International News

EU expat mounts campaign for Brexit rights

LONDON, (MILLAT+APP/AFP) – The Frenchman behind one
of several grassroots campaigns for the post-Brexit rights of the three million citizens of other EU countries living in Britain remembers the referendum as a “nightmare”.
“Like many, I was convinced that we would win,” 46-year-old Nicolas
Hatton, who settled in Britain 21 years ago and is married to a British woman.
Hatton’s reaction to the result of a vote in which he, like other
Europeans living in Britain, was not allowed take part was “as if a relative had died”.
The former marketing manager decided to take action.
He founded “The3Million”, a pressure group for non-British EU
nationals that now counts 7,000 members on its Facebook group and is planning a protest next month as Britain prepares to leave the EU.
At the group’s first meeting in Bristol, the city in western England
where Hatton lives, he said 200 people came “with plenty of questions on how we were going to live in a country that no longer wants us”.

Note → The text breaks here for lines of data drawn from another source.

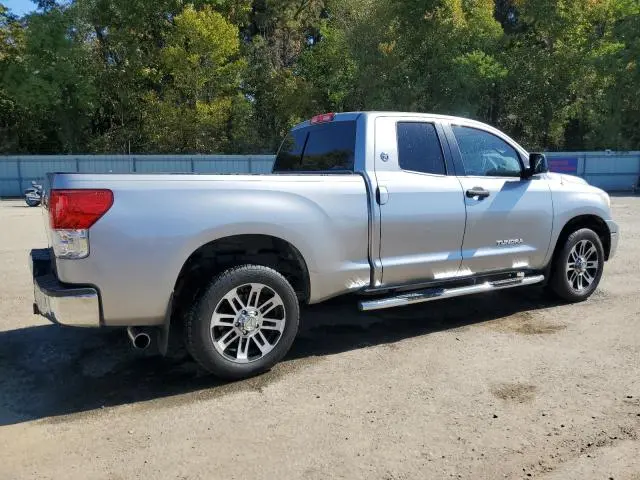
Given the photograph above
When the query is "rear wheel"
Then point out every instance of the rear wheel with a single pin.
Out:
(244, 323)
(578, 267)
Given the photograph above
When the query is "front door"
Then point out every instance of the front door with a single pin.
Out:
(421, 207)
(509, 219)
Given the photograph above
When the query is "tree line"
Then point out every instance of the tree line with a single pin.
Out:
(232, 76)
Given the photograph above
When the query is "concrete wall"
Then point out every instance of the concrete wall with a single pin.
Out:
(613, 171)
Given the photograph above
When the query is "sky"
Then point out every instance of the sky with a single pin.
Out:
(19, 7)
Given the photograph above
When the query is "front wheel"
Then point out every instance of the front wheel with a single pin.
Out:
(244, 323)
(577, 268)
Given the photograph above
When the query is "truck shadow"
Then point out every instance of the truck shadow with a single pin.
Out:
(49, 371)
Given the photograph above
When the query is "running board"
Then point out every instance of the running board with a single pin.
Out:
(438, 293)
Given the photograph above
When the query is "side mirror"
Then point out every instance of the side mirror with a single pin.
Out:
(537, 164)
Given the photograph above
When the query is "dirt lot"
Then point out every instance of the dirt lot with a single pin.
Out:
(505, 385)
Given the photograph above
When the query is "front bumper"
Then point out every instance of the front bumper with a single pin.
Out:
(60, 303)
(615, 237)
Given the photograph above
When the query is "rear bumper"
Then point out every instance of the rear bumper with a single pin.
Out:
(60, 303)
(615, 237)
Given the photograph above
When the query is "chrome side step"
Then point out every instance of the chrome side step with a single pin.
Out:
(438, 293)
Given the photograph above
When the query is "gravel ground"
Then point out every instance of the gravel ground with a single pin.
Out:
(504, 385)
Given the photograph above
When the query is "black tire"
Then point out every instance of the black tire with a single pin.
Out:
(560, 282)
(199, 333)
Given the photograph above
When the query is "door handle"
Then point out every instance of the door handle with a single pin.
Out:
(478, 192)
(382, 195)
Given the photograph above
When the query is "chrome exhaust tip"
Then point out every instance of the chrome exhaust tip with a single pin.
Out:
(140, 339)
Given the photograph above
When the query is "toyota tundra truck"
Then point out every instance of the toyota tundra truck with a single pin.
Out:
(393, 208)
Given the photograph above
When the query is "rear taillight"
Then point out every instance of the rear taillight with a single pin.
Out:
(78, 209)
(71, 214)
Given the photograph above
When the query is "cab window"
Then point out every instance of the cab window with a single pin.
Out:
(419, 149)
(484, 154)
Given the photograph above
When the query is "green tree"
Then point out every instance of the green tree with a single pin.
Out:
(201, 74)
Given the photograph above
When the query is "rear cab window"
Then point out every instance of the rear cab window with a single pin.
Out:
(419, 149)
(318, 148)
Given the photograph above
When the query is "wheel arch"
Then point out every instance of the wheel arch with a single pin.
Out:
(592, 222)
(223, 253)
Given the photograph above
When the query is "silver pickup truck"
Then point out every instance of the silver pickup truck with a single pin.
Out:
(398, 208)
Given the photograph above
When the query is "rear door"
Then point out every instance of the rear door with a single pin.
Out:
(509, 219)
(421, 205)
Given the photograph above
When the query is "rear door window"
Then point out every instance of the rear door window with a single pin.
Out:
(324, 148)
(419, 149)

“We are not bargaining chips, we are people,” reads a slogan on the
group’s website — a reference to a comment by a government minister who said EU expats were “one of our main cards” in Brexit negotiations.
Prime Minister Theresa May has said that she would like to give
guarantees on the status of EU citizens in Britain but that that will depend on a reciprocal deal for the estimated 1.2 million Britons living elsewhere in the European Union.